4. A Python code generation task using the FM samples a few records of data from the previous step, then asks the FM to write Python code to transform the data to answer the question.
5. A custom Python function runs the Python code and returns the answer in tabular format.

To maintain user and system security, we make sure in our design that:

The FM can’t directly connect to any Druva backend services.
The FM resides in a separate AWS account and virtual private cloud (VPC) from the backend services.
The FM can’t initiate actions independently.
The FM can only respond to questions sent from Druva’s API.
Normal customer permissions apply to the API calls made by Dru.
The call to the API (Step 1) is only possible for authenticated user. The authentication component lives outside the Dru solution and is used across other internal solutions.
To avoid prompt injection, jailbreaking, and other malicious activities, a separate module checks for these before the request reaches this service (Amazon API Gateway in Step 1).

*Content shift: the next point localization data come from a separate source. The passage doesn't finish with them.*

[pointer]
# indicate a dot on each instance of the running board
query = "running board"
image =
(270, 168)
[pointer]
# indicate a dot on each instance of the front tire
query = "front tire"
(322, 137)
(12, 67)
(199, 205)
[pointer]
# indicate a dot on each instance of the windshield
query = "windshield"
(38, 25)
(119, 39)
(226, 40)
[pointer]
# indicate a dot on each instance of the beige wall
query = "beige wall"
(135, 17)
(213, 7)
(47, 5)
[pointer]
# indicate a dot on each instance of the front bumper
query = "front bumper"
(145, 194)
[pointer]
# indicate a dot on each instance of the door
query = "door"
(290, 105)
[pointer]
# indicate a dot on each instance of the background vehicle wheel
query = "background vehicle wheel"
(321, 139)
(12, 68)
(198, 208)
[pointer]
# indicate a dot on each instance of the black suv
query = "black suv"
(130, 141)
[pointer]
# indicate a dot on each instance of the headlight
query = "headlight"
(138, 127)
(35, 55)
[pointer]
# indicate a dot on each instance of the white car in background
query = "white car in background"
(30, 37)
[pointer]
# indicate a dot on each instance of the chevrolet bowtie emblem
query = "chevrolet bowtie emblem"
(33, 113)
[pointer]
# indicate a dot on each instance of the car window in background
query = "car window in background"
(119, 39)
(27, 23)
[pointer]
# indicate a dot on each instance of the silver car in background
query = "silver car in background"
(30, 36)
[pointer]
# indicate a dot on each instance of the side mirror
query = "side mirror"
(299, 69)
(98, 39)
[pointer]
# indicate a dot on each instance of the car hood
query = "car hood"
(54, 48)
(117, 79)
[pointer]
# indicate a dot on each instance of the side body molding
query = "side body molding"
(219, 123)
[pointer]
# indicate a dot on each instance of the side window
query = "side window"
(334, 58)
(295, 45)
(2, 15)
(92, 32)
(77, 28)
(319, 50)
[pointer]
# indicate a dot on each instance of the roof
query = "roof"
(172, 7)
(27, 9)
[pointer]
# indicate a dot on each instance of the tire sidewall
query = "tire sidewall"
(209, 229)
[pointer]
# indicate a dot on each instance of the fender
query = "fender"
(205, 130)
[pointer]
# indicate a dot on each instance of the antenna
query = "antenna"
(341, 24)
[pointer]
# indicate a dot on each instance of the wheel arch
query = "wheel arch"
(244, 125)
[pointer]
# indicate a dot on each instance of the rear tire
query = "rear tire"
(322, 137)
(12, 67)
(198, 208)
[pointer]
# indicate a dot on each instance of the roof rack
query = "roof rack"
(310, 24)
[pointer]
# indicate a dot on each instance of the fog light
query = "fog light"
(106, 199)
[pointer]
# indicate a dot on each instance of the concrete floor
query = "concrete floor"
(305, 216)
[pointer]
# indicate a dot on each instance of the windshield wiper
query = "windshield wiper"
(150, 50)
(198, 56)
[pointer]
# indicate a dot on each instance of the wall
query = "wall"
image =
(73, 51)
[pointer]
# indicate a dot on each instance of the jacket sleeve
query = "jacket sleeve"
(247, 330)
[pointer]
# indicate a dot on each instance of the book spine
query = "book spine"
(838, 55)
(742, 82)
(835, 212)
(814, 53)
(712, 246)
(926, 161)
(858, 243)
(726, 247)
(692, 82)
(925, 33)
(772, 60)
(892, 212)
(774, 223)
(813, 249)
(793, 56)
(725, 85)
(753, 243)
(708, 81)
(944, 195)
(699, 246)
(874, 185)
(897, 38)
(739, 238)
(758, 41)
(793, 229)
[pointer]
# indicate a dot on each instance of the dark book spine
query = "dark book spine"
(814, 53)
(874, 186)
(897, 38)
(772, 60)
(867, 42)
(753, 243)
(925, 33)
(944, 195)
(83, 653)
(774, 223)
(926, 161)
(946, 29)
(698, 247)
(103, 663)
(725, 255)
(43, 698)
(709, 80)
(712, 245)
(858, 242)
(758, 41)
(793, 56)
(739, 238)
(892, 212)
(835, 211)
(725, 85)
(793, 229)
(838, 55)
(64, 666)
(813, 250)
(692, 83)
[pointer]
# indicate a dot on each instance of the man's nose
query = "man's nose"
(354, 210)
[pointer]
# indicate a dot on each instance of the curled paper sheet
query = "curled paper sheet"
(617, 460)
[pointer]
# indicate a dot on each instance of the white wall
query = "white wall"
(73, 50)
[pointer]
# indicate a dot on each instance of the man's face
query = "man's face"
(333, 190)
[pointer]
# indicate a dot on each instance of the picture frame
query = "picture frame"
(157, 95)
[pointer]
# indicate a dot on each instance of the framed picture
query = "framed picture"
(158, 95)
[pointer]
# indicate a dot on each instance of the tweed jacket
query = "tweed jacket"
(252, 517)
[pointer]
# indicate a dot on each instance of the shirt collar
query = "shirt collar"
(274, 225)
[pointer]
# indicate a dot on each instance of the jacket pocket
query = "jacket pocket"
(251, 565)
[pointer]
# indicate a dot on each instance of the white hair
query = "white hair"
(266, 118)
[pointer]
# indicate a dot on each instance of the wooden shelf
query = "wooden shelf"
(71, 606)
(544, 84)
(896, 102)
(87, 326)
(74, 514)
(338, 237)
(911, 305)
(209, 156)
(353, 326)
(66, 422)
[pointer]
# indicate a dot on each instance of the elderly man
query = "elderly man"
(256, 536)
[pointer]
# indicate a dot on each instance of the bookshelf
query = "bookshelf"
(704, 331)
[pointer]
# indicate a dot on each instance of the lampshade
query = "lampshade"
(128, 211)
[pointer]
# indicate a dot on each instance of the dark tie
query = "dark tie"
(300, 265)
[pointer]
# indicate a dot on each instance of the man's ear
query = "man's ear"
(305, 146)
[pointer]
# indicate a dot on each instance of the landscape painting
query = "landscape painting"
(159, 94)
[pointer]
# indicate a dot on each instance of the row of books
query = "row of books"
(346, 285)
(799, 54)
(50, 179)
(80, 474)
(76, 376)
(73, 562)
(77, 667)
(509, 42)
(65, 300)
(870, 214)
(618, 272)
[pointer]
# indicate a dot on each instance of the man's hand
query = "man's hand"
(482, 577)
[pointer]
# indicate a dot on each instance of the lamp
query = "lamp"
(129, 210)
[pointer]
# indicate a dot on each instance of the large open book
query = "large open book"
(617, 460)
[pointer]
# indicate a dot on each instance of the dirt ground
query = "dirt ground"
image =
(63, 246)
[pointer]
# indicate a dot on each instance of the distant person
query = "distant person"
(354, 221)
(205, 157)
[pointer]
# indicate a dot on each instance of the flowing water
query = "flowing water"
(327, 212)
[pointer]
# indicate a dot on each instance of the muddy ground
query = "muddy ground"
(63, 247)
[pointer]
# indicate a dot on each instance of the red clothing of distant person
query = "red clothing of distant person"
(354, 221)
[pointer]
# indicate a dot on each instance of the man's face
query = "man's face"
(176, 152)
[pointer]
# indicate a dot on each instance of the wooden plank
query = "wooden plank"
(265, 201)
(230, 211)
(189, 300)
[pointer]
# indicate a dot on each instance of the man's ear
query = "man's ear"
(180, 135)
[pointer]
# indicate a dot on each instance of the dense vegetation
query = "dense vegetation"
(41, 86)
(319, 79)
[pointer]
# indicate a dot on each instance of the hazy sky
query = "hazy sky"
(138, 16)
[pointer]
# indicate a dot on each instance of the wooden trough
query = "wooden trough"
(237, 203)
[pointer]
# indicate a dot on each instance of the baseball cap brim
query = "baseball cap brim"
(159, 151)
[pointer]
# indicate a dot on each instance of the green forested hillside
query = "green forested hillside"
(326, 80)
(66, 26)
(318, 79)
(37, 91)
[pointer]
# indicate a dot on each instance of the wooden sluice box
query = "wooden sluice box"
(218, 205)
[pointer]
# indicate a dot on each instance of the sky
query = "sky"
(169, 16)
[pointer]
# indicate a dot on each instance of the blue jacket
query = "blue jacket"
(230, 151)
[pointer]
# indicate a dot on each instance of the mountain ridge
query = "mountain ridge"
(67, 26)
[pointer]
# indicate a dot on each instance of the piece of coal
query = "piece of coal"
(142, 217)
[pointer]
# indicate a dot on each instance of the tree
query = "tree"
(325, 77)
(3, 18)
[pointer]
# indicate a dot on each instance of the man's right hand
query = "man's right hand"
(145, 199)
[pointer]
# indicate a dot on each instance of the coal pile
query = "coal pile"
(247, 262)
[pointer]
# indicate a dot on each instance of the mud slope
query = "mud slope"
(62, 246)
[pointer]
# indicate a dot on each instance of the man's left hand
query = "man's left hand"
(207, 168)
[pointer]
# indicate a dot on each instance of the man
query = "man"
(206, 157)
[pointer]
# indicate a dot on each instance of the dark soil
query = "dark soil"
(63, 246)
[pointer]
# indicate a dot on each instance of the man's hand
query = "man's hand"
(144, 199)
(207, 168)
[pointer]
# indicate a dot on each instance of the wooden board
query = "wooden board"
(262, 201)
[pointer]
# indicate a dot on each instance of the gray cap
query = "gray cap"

For more details, refer to Druva’s Secret Sauce: Meet the Technology Behind Dru’s GenAI Magic.

Implementation details

In this section, we discuss Steps 2a–2e in the solution workflow.

2a. Look up the API definition

This step uses an FM to perform classification. It takes the user question and a full list of available API routes with meaningful names and descriptions as the input, and responds The following is a sample prompt:

Please read the following API routes carefully as I’ll ask you a question about them:
<api_routes>{api_routes}</api_routes>
Which API route can best answer “{question}”?

2b. Generate the API call

This step uses an FM to generate API parameters. It first looks up the corresponding swagger for the API route (from Step 2a). Next, it passes the swagger and the user question to an FM and responds with some key-value pairs to the API route that can retrieve relevant data. The following is a sample prompt:

Please read the following swagger carefully as I’ll ask you a question about it:
<swagger>{swagger}</swagger>
Produce a key-value JSON dict of the available request parameters based on “{question}” with reference to the swagger.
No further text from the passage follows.